Il mit en ordre ses notes préparées longtemps à l’avance.

Peu à peu, son front se rembrunissait comme si une pensée terrifiante se fût emparée de lui.

— Il n’y a pas à se faire illusion, dit-il en cessant de travailler pour réfléchir encore : — la vengeance du régent serait implacable… il est léger, il est oublieux, mais il se souvient de Philippe de Nevers, qu’il aimait plus qu’un frère… j’ai vu des larmes dans ses yeux quand il regardait ma femme en deuil… la veuve de Nevers ! — Mais quelle apparence !… s’interrompit-il. Il y a dix-neuf ans… Et pas une voix ne s’est élevée contre moi !…

Il passa le revers de sa main sur son front comme pour chasser cette obsédante pensée.

— C’est égal ! conclut-il, — j’aviserai à cela… je trouverai un coupable… et, le coupable puni, tout sera dit : je dormirai tranquille !

Parmi les papiers étalés devant lui et presque tous écrits en chiffres, il y en avait un qui portait :

« Savoir si madame de Gonzague croit sa fille morte ou vivante. »

Et au-dessous :

« Savoir si l’acte de naissance est en son pouvoir. »

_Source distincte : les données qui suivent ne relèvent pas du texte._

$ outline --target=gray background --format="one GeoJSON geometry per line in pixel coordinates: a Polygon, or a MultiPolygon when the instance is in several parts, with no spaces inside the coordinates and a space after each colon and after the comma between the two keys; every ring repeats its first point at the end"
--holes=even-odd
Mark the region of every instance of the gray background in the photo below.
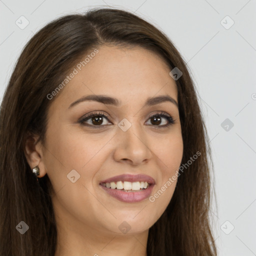
{"type": "Polygon", "coordinates": [[[218,206],[214,200],[211,220],[219,255],[256,255],[255,0],[0,0],[1,102],[35,32],[64,14],[107,5],[153,23],[188,62],[211,140],[218,206]],[[22,16],[29,22],[24,29],[16,24],[22,16]]]}

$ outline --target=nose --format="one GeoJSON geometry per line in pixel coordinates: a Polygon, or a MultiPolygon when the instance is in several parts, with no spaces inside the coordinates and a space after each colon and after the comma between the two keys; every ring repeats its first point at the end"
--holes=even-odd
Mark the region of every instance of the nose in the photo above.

— Pour cela, il faudrait qu’elle vînt, pensa Gonzague ; je donnerais cent mille livres pour savoir seulement si elle a l’acte de naissance… ou même si l’acte de naissance existe ; car, s’il existait je l’aurais. — Et qui sait ? reprit-il emporté par ses espoirs renaissants, — qui sait !… les mères sont un peu comme ces bâtards dont, je parlais tout à l’heure et qui voient partout leurs parent… Les mères voient partout leurs enfants… je ne crois pas le moins du monde à l’infaillibilité des mères… Qui sait ? trompée elle-même la première, elle va peut-être ouvrir les bras à ma petite gitana. — Ah ! par exemple, s’interrompit-il, — victoire ! victoire en ce cas-là !… des fêtes, des cantiques d’actions de grâces, des banquets… salut à l’héritière de Nevers !…

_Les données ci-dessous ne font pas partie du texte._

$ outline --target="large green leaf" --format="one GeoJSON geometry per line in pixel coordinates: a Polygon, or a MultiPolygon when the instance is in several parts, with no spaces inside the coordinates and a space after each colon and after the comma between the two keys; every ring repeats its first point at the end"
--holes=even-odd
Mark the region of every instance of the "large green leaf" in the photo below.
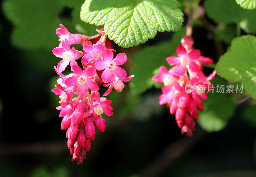
{"type": "Polygon", "coordinates": [[[86,0],[81,18],[104,24],[109,39],[128,48],[153,38],[157,31],[179,30],[183,20],[180,6],[176,0],[86,0]]]}
{"type": "Polygon", "coordinates": [[[241,7],[247,9],[253,9],[256,8],[256,0],[236,0],[241,7]]]}
{"type": "Polygon", "coordinates": [[[204,6],[207,15],[216,22],[239,24],[246,33],[256,32],[256,11],[244,9],[234,0],[208,0],[204,6]]]}
{"type": "Polygon", "coordinates": [[[220,58],[218,74],[227,80],[242,81],[246,92],[256,99],[256,39],[248,35],[237,37],[230,50],[220,58]]]}
{"type": "Polygon", "coordinates": [[[218,84],[225,85],[225,80],[216,76],[211,82],[215,88],[213,92],[208,93],[207,100],[203,100],[204,110],[199,112],[199,119],[200,126],[209,132],[219,131],[225,128],[235,108],[228,93],[216,92],[216,87],[218,84]]]}
{"type": "Polygon", "coordinates": [[[152,80],[152,77],[157,73],[156,72],[157,72],[160,66],[171,68],[165,59],[170,56],[177,56],[176,48],[181,44],[180,40],[185,34],[185,29],[182,28],[174,34],[170,40],[148,46],[133,55],[132,61],[134,66],[130,73],[136,77],[130,81],[133,94],[141,93],[156,83],[152,80]]]}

Il riait. — Quand son rire cessa, il poursuivit :

— Puis, dans quelques semaines, — tout doucement, — sans bruit, — mort d’une jeune et belle princesse… il en meurt tant de ces jeunes filles !… deuil général… oraison funèbre par un archevêque… — Sur ma foi ! s’écria-t-il, — les uns meurent pour que les autres vivent !… La jeune et belle princesse me laissera héritier d’une fortune énorme… et que j’aurai bien gagnée !

Deux heures de relevée sonnèrent à l’horloge de Saint-Magloire. C’était le moment fixé pour l’ouverture du tribunal de famille.